NATO Menganggap Tiongkok sebagai Ancaman Keamanan dan Tantangan yang Sistematik
Dalam pernyataan bersama, para pemimpin NATO menganggap Tiongkok sebagai ancaman keamanan dan tantangan yang sistematik, bersamaan itu berkomitmen melawan kebangkitkan Bei Jing. Kutipan dalam pernyataan bersama tersebut menunjukkan bahwa “Perilaku yang otoritatif dan ambisius Tiongkok telah mengajukan tantangan di semua segi terhadap ketertiban internasional yang berdasarkan hukum dan semua bidang yang terkait dengan keamanan pakta.”
Sekjen NATO, Jens Stoltenberg (Foto: Getty) |
Ketika menekankan pendirian tersebut, Sekretaris Jenderal (Sekjen) NATO, Jens Stoltenberg menegaskan bahwa kehadiran militer Tiongkok yang kian meningkat dari Baltik ke Afrika memaksa NATO membuat persiapan: “Tiongkok tengah semakin mendekati kita. Kita melihat Tiongkok di ruang siber, di Afrika, dan juga melihat Tiongkok telah melakukan investasi di basis-basis infrastruktur penting kita. Kita perlu bersama-sama menghadapinya sebagai satu pakta”.

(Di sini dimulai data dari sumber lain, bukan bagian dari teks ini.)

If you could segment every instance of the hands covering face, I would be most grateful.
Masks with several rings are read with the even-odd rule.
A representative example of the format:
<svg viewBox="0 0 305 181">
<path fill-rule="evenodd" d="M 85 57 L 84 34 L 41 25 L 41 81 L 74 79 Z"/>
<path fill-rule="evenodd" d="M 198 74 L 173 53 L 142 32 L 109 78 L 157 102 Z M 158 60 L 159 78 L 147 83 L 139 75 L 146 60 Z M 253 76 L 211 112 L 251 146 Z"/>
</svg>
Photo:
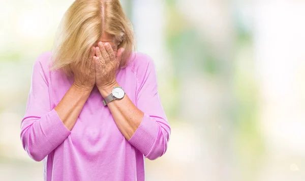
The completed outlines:
<svg viewBox="0 0 305 181">
<path fill-rule="evenodd" d="M 124 48 L 120 48 L 115 54 L 109 43 L 100 42 L 98 46 L 92 47 L 84 66 L 71 66 L 74 84 L 78 87 L 90 90 L 96 84 L 99 89 L 103 90 L 113 87 L 116 82 L 116 70 Z"/>
</svg>

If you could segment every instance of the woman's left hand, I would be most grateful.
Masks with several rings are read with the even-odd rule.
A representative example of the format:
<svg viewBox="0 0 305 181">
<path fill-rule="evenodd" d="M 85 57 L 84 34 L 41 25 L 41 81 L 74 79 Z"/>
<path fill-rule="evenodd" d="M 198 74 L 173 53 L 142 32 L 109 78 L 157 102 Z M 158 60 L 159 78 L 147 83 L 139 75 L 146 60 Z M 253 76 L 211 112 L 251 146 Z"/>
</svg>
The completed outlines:
<svg viewBox="0 0 305 181">
<path fill-rule="evenodd" d="M 115 55 L 109 43 L 99 42 L 98 45 L 96 47 L 96 84 L 99 90 L 112 89 L 116 84 L 116 70 L 124 48 L 119 48 Z"/>
</svg>

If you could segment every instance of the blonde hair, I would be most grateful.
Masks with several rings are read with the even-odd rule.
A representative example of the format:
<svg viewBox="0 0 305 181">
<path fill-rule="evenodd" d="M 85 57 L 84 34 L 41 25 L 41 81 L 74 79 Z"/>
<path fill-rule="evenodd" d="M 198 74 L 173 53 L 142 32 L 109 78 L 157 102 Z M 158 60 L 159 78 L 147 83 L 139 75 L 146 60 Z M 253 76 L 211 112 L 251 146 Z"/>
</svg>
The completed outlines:
<svg viewBox="0 0 305 181">
<path fill-rule="evenodd" d="M 103 33 L 113 35 L 125 49 L 120 66 L 135 49 L 132 25 L 118 0 L 76 0 L 65 13 L 52 51 L 52 69 L 71 72 L 70 65 L 84 64 L 91 47 Z"/>
</svg>

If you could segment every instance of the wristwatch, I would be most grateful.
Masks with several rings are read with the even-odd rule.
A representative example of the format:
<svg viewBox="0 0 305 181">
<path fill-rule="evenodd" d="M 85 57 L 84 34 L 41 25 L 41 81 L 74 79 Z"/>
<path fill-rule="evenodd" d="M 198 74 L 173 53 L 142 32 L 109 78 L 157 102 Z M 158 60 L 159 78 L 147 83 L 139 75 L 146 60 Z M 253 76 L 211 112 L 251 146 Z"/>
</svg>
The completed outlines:
<svg viewBox="0 0 305 181">
<path fill-rule="evenodd" d="M 114 87 L 110 94 L 103 100 L 104 106 L 107 105 L 113 100 L 121 99 L 124 97 L 124 95 L 125 95 L 125 92 L 121 87 Z"/>
</svg>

Pernyataan bersama NATO dikeluarkan sehari setelah kelompok G7 yang hampir semua anggotanya adalah negara-negara NATO telah menyatakan serangkaian masalah terkait dengan Tingkok seperti masalah hak asasi manusia di kawasan Xin Jiang, memperkuat kemandirian di Hong Kong, serta mempertahankan perdamaian dan stabilitas di Selat Taiwan. Hal itu dianggap sebagai masalah-masalah sensitif dan selalu terbentur dengan reaksi keras dari Tiongkok.
Sebelumnya, pada pertemuan dengan Menteri Luar Negeri (Menlu) Negara-Negara Anggota NATO pada 23 Maret, Menlu AS, Antony Blinken juga mengimbau supaya “NATO fokus pada beberapa tantangan Tiongkok terhadap ketertiban internasional berdasarkan pada hukum.” Pada acara dengar pendapat di depan Senat AS pada April tahun 2021, Jenderal Stephen Townsend, Komandan Markas Komando Afrika dari AS (AFRICOM) menekankan bahwa upaya membentuk pangkalan Angkatan Laut Tiongkok di Afrika Barat menjadi perhatian primer dalam persaingan global antara semua negara adidaya .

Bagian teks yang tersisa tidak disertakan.